Atom is done. Now the editorial processes grind away and eventually the official specification of the Atom Publishing Protocol will be an RFC substantially identical to draft-ietf-atompub-protocol-17; it’ll join RFC4287 as the official products of the IETF Atompub Working Group.
What’s Next? · Now we’ll find out who’s interested. The Atom feed format is a success; RSS isn’t going away, but a steadily-increasing proportion of the world’s new feeds are Atom 1.0.
I personally think the protocol’s going to be a big deal; here’s why. My track record as a prognosticator is good but not perfect. There’s one thing of which I’m confident though: if Atompub takes off, it’ll be in at least one area that makes no sense at all to me, seems completely crazy.
Atom and Me · I started getting interested in in Sam Ruby’s “Pie” project in 2003. The IETF process started in 2004. So that’s four years of my life, more or less.

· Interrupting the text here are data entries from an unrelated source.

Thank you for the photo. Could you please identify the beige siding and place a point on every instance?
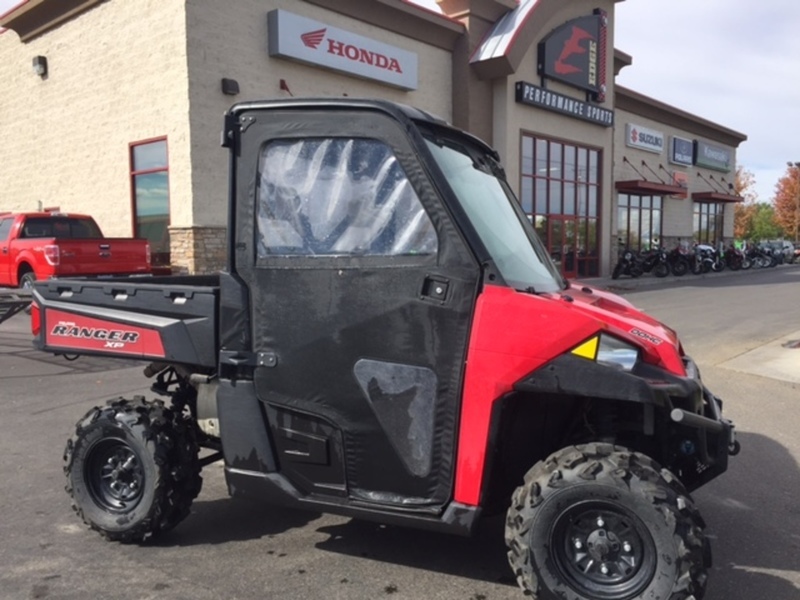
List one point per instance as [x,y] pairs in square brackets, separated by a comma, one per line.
[116,75]
[678,214]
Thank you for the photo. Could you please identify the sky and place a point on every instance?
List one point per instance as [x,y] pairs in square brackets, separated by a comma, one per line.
[733,62]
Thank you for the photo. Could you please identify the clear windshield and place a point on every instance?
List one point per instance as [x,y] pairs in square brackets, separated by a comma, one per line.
[508,236]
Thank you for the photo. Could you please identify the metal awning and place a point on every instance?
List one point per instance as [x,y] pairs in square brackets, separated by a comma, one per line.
[650,188]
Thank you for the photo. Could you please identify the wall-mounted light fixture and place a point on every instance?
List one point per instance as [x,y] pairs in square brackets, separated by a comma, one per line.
[40,66]
[230,87]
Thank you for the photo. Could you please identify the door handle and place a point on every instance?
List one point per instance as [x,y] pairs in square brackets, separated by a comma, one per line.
[435,288]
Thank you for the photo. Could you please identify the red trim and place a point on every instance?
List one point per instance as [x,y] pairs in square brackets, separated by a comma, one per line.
[515,333]
[512,334]
[715,197]
[70,331]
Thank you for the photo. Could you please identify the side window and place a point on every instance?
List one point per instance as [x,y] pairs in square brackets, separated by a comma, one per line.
[338,197]
[5,228]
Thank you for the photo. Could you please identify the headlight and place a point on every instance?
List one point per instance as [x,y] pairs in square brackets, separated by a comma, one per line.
[610,351]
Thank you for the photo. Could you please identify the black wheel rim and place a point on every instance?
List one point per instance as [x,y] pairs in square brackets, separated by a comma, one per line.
[114,475]
[603,550]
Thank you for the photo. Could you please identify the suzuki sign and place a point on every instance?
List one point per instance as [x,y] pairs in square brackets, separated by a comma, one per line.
[643,138]
[316,43]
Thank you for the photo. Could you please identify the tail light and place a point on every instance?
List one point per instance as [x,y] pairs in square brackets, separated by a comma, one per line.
[36,320]
[52,254]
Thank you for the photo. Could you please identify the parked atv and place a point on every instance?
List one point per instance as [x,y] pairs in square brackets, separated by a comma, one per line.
[391,341]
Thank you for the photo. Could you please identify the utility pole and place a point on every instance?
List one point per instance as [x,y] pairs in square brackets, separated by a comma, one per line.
[796,167]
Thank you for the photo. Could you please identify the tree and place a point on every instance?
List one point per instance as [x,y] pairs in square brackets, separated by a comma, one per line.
[764,224]
[787,201]
[744,212]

I don’t regret a moment of it. I got to actually work, not just hang out, with Sam and Joe Gregorio and, well, if I start listing names, this entry will get out of control. Except for Paul Hoffman, who combined IETF process expertise with deft interpersonal skills, exercised not least in putting me on a leash when I wanted to deal with blockages by applying extreme violence. He’s become a friend, and you can’t have enough of those.

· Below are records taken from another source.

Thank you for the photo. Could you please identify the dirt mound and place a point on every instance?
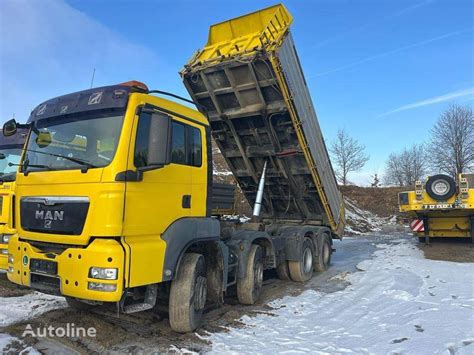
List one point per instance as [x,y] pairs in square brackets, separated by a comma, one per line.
[382,201]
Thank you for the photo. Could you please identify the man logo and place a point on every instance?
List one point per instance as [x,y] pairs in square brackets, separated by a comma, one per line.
[49,216]
[41,110]
[95,98]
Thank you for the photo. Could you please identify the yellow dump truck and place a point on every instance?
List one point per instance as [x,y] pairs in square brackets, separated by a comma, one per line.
[115,196]
[441,207]
[10,154]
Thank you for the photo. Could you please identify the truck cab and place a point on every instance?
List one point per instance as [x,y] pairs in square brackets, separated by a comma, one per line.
[105,172]
[10,154]
[440,207]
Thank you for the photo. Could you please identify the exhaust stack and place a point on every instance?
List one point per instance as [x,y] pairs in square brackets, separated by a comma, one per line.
[258,201]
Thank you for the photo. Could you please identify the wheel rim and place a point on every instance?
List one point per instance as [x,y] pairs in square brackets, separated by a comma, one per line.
[258,278]
[326,254]
[200,293]
[440,187]
[307,260]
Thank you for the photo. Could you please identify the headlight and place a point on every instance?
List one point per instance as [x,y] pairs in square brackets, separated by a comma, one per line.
[103,273]
[99,286]
[6,238]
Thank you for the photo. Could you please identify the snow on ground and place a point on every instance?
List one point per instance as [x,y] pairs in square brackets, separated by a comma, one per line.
[12,345]
[360,221]
[398,303]
[18,309]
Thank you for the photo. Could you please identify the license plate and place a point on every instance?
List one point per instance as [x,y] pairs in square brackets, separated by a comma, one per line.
[438,206]
[44,266]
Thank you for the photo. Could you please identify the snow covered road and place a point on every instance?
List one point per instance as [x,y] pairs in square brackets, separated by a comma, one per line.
[398,303]
[380,296]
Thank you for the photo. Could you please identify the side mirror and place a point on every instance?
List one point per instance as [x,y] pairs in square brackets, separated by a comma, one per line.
[159,148]
[10,127]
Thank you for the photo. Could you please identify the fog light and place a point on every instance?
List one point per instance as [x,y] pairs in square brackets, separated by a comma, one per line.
[103,273]
[6,238]
[100,286]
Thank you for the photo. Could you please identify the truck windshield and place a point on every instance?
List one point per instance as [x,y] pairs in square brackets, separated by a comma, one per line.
[9,156]
[73,143]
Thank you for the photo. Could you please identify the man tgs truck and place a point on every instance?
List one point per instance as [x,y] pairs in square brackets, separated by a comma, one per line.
[115,196]
[10,154]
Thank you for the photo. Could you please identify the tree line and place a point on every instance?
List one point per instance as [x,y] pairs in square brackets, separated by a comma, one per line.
[449,150]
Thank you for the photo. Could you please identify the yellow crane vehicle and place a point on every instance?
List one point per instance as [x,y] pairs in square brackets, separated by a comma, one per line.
[441,207]
[10,154]
[115,196]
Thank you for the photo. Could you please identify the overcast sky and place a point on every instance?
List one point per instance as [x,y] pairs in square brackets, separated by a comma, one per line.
[384,70]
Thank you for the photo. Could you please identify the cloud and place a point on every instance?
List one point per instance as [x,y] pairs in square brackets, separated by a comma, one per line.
[49,48]
[433,100]
[393,51]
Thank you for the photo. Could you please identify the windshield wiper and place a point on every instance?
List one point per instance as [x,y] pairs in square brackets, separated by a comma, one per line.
[27,165]
[75,160]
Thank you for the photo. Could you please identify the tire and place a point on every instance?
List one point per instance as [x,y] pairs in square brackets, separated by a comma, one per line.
[302,270]
[440,187]
[249,288]
[188,294]
[283,271]
[323,259]
[78,305]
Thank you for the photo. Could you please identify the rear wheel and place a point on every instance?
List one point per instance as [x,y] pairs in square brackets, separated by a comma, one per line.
[188,294]
[283,271]
[440,187]
[324,257]
[302,270]
[249,288]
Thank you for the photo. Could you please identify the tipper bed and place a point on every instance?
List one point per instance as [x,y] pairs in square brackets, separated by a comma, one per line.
[249,82]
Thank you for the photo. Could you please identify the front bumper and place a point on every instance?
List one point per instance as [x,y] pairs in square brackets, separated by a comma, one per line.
[70,277]
[3,256]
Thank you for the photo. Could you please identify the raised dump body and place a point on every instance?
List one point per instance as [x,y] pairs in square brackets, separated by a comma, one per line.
[249,82]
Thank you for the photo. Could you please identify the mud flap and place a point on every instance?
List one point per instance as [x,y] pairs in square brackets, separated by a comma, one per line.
[426,228]
[471,218]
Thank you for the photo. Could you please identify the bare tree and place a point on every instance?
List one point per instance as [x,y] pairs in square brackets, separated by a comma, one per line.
[452,141]
[406,167]
[348,154]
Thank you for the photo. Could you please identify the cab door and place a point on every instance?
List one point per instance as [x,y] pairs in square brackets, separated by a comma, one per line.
[156,194]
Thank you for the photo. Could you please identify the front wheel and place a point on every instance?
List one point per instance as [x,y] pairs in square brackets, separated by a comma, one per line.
[249,288]
[188,294]
[302,270]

I should also say thanks to Sun for paying me while I spent part of my time working on this. Having said that, I think anything that makes the Net bigger and easier and more useful is good for us because after all we sell the iron; so I think it was a decent investment.

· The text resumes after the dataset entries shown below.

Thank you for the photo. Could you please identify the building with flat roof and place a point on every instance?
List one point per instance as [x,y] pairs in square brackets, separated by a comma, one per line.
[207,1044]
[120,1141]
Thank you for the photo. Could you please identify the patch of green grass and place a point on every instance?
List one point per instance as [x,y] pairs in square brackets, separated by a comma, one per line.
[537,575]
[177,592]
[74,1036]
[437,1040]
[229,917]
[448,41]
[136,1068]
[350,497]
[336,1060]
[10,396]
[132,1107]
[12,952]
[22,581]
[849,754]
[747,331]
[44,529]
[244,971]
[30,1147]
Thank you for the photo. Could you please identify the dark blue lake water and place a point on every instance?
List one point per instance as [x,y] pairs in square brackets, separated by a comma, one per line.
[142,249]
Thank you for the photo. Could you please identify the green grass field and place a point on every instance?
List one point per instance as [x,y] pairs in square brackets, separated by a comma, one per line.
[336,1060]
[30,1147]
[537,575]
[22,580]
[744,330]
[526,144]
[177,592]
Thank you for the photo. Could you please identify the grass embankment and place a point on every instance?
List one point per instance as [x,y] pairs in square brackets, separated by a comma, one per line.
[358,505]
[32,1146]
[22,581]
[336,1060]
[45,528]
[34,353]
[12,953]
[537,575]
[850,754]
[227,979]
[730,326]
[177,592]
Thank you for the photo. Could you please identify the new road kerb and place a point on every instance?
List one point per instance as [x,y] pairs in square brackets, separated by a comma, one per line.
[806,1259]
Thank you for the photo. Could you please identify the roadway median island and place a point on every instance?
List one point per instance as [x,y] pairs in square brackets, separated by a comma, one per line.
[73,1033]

Plus, well, I think the Internet and the Web really need the Atom protocol.
I’m kind of hoping, though, that I can take a vacation from standards work for a while.
The IETF? Well, it ain’t perfect, but work gets done. It’s absolutely intolerable, though, that the name of our spec co-editor Bill de hÓra will appear mis-spelled on the RFC because of the IETF’s bone-headed ignorant backward-looking bigoted ASCII-only policy. Speaking personally, it’s a problem I can’t just live with, which means probably not much further work in the IETF. Oh well.
What Do We Call It? · The term “Atom” is hopelessly vague, and most people use it to refer to the feed format, which is fine. We could say “Atom Protocol” or “APP” or “Atompub”; let’s see what shakes out.